After She's Gone (West Coast 3)
Page 40
But it was more than just idle curiosity that had lured her down that long hallway. She’d felt as if she were being lured to this chilled room.
Rotating slowly, anxiety tightening her muscles, she eyed the unmoving beds. Were they all occupied by the dead? Or were some alive? Were they even human? She didn’t want to find out, didn’t want to know. On quiet feet she quickly edged to the stairwell.

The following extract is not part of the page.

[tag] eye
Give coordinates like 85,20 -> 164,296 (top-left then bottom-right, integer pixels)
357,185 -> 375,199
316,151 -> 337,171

All the while she was tense, feeling as if she were running out of time, that if she didn’t get out now, she might lose her opportunity.
She reached the stairwell and found another locked door with no release.
“Damn it,” she whispered through clenched teeth, and tried again, slamming her weight against the levers. Cold metal rattled loudly but didn’t give.
“Son of a—”
Scraape!
The horrid sound was right behind her.
She whirled.
There in the far corner the nurse in her white cap and uniform, her blue cape stark against the white walls, materialized as if from vapor. “She’s alive,” the nurse whispered in a low, raspy voice.
“Your sister is alive.”
Cassie backed up. Oh. Dear. God.
From the nurse’s earlobes, the red cross earrings glittered before turning into tiny red globules. The red drops splashed from her lobes to the shoulders of her uniform, running down her white dress, staining it red.
Shivering, Cassie swallowed hard and kept inching backward.
Scraape!
Wheels loose, one of the gurneys began rolling, hard metal casters scratching loudly against the tile. As it wheeled by, the draped body’s head and shoulders raised, the sheet sliding to the floor.
Allie’s bloodless face stared straight at her. “Cassie,” she hissed through blue lips that barely moved.
No!
“Help me . . .”
A scream echoed through the morgue.
Cassie blinked awake.
Her heart was trip-hammering. The scream she’d heard had come from her own lips. Sweating, nearly hyperventilating, she was lying on her own bed in her apartment in LA. Dear God, it was five-thirty in the morning, not quite dawn. The shadowed room slowly sharpened into view and she told herself to calm down. It was just a bad dream, a nightmare, nothing more.
But the vision had been so real and surreal.
She let out her breath slowly, her hands fisting in the sheets as she forced herself to think rationally, to not freak out, to take control and—
Scraape!
She shrieked, spinning on the bed as the sound seemed to reverberate through the walls. “What the hell?” Leaping from the mattress, she stared at the window positioned over her headboard and heard the sound again, but this time she saw the tree branch moving to scratch the glass.
Her shoulders slumped in relief.
That was all.
Nothing sinister.
Nothing evil.
Just a damned branch moving in the wind.